Sa nationalité luxembourgeoise n'est pas également sans poser de problème. Pierre Moscovici y voit le choix d'une « passerelle entre la France et l'Allemagne. » Mais dans une Europe à 28, ne faut-il pas sortir de cette logique tout droit issue des années 1960 ? Les pays du Benelux, sont surreprésentés à la direction des institutions européennes. Herman van Rompuy, Belge, a la présidence du Conseil. Jeroen Dijsselbloem, Néerlandais, celle de l'Eurogroupe. A présent, Jean-Claude Juncker prendrait la Commission. Ce serait le deuxième Luxembourgeois en vingt ans après Jacques Santer... son prédécesseur au poste de premier ministre luxembourgeois. L'Europe doit-elle être la caisse de retraite des chefs du gouvernement du Grand-Duché ? En 2011, Angela Merkel avait imposé un Luxembourgeois au directoire de la BCE. Pas mal pour un Etat de 550.000 âmes. l'Estonie, deux fois plus peuplé n'est pas aussi bien loti et, de façon générale, on est frappé de voir le peu de place que l'on laisse aux membres qui ont adhéré en 2004 et même en 1995 dans ces instances. La nomination du Luxembourgeois appartient à une logique du passé, celle de l'équilibre franco-allemand et de l'Europe « des Six. » Quand on observe le peu d'intérêt pour les élections européennes en Europe centrale (la participation a atteint 13 % en Slovaquie), il serait peut-être temps d'adopter de nouvelles logiques.

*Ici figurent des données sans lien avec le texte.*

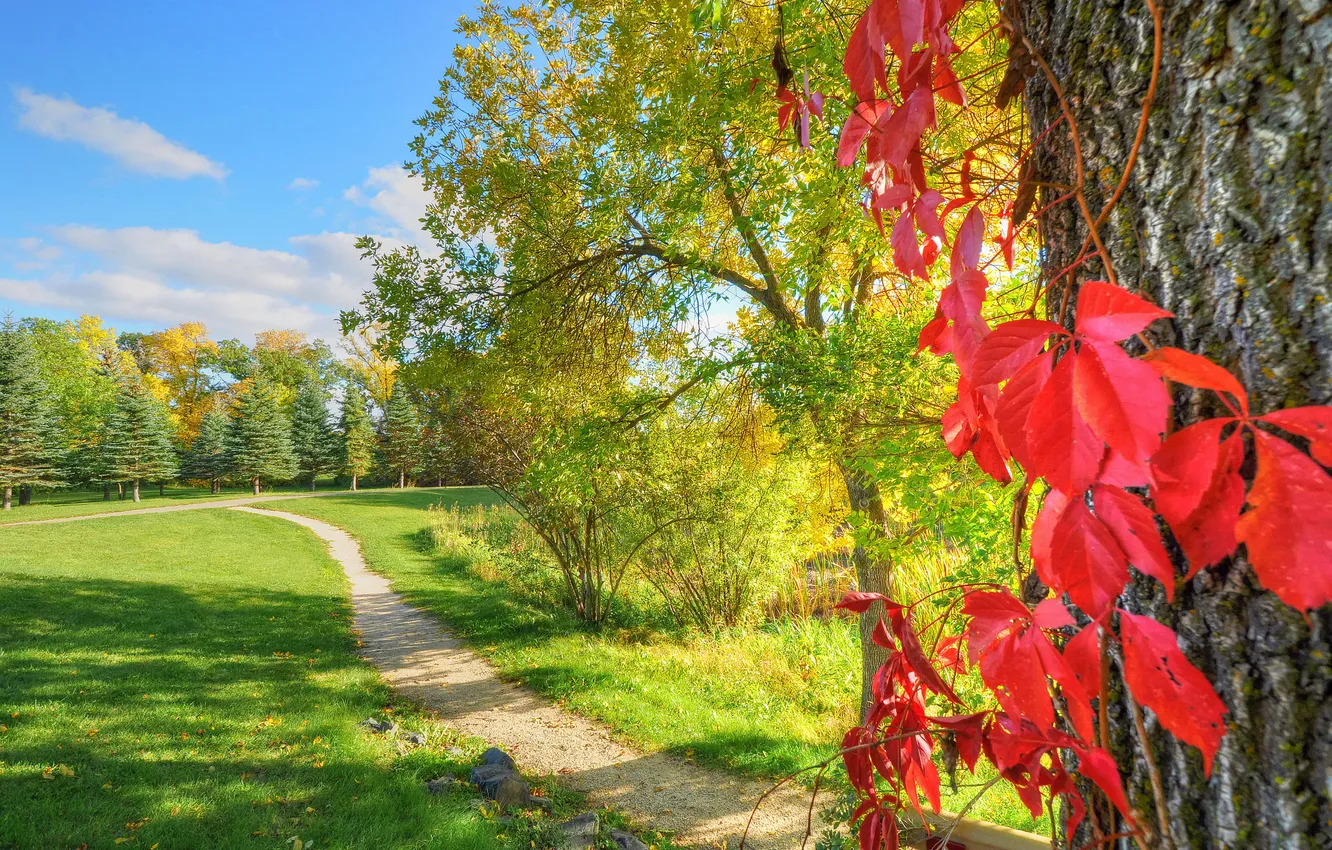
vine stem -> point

  1. … et l'homme du passif

Jean-Claude Juncker a été président de l'Eurogroupe jusqu'en 2012. Il a une part de responsabilité dans la politique économique désastreuse qui a été menée depuis 2010 dans la zone euro. Il est l'homme de l'austérité. Celui qui a imposé ces politiques que l'on sait désormais absurdes aux peuples européens au nom d'une orthodoxie financière dont on n'a pas encore fini de payer les conséquences. Les Socialistes européens le jugent « modéré » parce qu'il a défendu alors une certaine mutualisation et une certaine solidarité, notamment avec les eurobonds. C'est oublier qu'il a fait toute sa campagne européenne sur le thème du refus de cette mutualisation. En Allemagne, devant la CDU, il a proclamé : « avec moi, il n'y aura pas d'Eurobonds» Bref, Jean-Claude Juncker est l'homme du statu quo que recherche Angela Merkel. C'est pourquoi c'est son candidat.

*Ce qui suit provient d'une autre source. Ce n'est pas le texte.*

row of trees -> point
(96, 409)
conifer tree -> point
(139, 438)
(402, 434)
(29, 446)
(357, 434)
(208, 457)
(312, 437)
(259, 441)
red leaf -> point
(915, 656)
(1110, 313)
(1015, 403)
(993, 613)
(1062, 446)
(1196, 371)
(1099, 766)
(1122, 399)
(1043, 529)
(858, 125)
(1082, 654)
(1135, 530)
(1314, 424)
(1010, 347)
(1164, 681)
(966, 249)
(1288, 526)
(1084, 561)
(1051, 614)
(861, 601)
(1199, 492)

Il faut aussi rappeler que Jean-Claude Juncker a subi en 2013 une sévère défaite au Luxembourg. Après un scandale d'écoutes illégales menées par les services secrets luxembourgeois qu'il aurait couvertes, il a dû démissionner et convoquer de nouvelles élections. Et la lassitude à son encontre a été telle au Grand-Duché que les trois partis d'oppositions se sont alliés malgré leurs divergences pour en finir avec « l'ère Juncker. » On imposera donc à l'Europe un homme dont les Luxembourgeois eux-mêmes ne veulent plus…

Enfin, il ne faut pas oublier que Jean-Claude Juncker, ce pro-européen modéré, a défendu pendant des années le statut de paradis fiscal de son Etat, refusant de se soumettre aux demandes de la Commission en matière d'échanges d'information. C'est bel et bien après son départ que le Grand-Duché s'est montré plus coopératif. On veut donc nommer président de la Commission quelqu'un qui a refusé de se soumettre aux règles de cette dernière, ce qui pose un problème de légitimité. D'autant que la lutte contre l'évasion fiscale sera un élément important de la politique européenne de ces cinq prochaines années, car il en va d'une consolidation budgétaire moins douloureuse pour les économies et pour les peuples. On voit mal comment celui qui a « couvert » pendant des années cette évasion fiscale pourra mener aujourd'hui cette lutte. De ce point de vue, le soutien des Socialistes à Jean-Claude Juncker est plus que problématique puisque ce combat contre les paradis fiscaux était au centre de leur campagne.